A: The focus of our research group in the ACRL is to develop analytical methods for monitoring chemical pollutants that negatively affect public health and the environment (air, water, soil, and sediment media) and investigating the efficiency of possible removal/remediation techniques for these compounds. We also focus on analyzing flavors/off-flavors and toxic compounds (e.g., pesticides and preservatives) in food samples, measuring/monitoring drugs in pharmaceutical products and biological media, analyzing organic compounds such as fragrances emitted from living flowers and plants, and chemical analysis of electronic cigarettes.

Q: What are some of the key applications you’re using GC headspace analysis for at the moment?

A: The current projects where we use headspace analysis are as follows: Analyzing high molecular weight alcohols and flavors from Scotch samples from different regions of Scotland, analyzing microbial volatile organic compounds (MVOCs) from mold samples to develop a method for early detection of mold growth, and analyzing fragrances from plants used for extracting essential oils.

Q: What are some of the main changes or trends you’ve seen in GC headspace analysis since you first started using this technique?

A: One of the important aspects of headspace analysis is reducing sample preparation steps, especially for samples with complicated matrices. Since volatile analytes are collected from the gaseous space above the sample, the matrix won’t affect the analysis directly. So using the headspace method, in most cases, saves us sample preparation time and provides cleaner results.

Q: What are some of the major challenges you run into with GC headspace analysis?

A: Headspace analysis works effectively for analyzing volatile compounds; however, it can be challenging for semi-volatile or non-volatile compounds.

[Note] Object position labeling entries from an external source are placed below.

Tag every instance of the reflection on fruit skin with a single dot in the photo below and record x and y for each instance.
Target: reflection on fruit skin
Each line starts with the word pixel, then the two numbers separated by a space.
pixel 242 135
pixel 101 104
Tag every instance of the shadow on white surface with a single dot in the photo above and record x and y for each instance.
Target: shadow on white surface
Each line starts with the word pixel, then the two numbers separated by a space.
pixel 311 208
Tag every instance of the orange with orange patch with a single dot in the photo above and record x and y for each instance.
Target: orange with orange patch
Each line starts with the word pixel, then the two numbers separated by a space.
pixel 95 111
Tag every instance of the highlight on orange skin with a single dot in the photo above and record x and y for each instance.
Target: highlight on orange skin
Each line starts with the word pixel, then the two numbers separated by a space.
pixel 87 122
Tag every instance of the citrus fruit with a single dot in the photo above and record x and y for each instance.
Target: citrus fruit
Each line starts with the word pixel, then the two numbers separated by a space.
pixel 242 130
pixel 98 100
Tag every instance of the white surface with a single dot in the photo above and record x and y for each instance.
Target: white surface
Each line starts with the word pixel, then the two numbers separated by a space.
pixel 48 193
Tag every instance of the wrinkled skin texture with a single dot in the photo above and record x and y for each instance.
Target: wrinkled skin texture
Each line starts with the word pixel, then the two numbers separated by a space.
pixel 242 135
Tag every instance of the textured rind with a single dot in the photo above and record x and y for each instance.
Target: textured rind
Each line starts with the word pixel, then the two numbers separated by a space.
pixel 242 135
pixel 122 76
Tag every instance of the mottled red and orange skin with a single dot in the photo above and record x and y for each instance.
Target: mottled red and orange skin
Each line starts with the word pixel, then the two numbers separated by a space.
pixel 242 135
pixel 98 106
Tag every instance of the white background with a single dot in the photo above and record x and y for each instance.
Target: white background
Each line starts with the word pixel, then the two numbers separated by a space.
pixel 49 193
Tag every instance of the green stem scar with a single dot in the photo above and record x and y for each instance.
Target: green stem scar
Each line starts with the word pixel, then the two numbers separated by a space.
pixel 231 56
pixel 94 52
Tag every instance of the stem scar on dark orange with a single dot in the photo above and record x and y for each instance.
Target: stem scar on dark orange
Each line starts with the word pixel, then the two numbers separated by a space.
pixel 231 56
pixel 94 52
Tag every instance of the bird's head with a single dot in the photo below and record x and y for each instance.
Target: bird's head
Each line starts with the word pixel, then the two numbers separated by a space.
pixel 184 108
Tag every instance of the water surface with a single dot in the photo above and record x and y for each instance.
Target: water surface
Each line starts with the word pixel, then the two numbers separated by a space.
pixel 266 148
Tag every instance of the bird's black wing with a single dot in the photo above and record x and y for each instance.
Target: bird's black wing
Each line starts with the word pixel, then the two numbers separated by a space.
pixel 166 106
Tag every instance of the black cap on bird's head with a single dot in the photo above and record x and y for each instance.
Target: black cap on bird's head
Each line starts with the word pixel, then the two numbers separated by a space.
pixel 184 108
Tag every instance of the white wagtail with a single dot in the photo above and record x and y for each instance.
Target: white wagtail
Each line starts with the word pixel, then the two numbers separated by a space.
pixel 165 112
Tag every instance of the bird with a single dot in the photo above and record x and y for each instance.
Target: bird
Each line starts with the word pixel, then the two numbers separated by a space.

Q: How do you handle those challenges?

A: In the case of semi-volatile compounds, increasing the temperature is the easiest way to solve this problem. This approach has its own limitations based on the sampling method used. For example, if you are using solid-phase microextraction for extraction from a headspace, increasing the temperature will be useful until some point; after that, the extraction efficiency will go down because of increasing desorption from the fiber at the higher temperature. In this case, we usually find an optimal temperature by plotting the temperature profile. For non-volatile compounds, we usually don’t use headspace methods or even GC and prefer using HPLC instead.

Q: What resources have you found to be most useful when it comes to GC headspace analysis?

A: Papers by other researchers in this area, both published as articles or presented at a conference, are great sources to find new improvements in this area. Also, you won’t learn or improve a technique unless you do it yourself. The experience that we get in the lab over time teaches us a great deal.

Q: When it comes to GC headspace analysis, what plans do you have for the future?

A: Time is always money! Shortening analytical methods can save huge [amounts of] time and expenses, especially when we are dealing with a large number of samples. We are also looking to lower the detection limits of analytical methods [in order] to be able to analyze lower concentrations.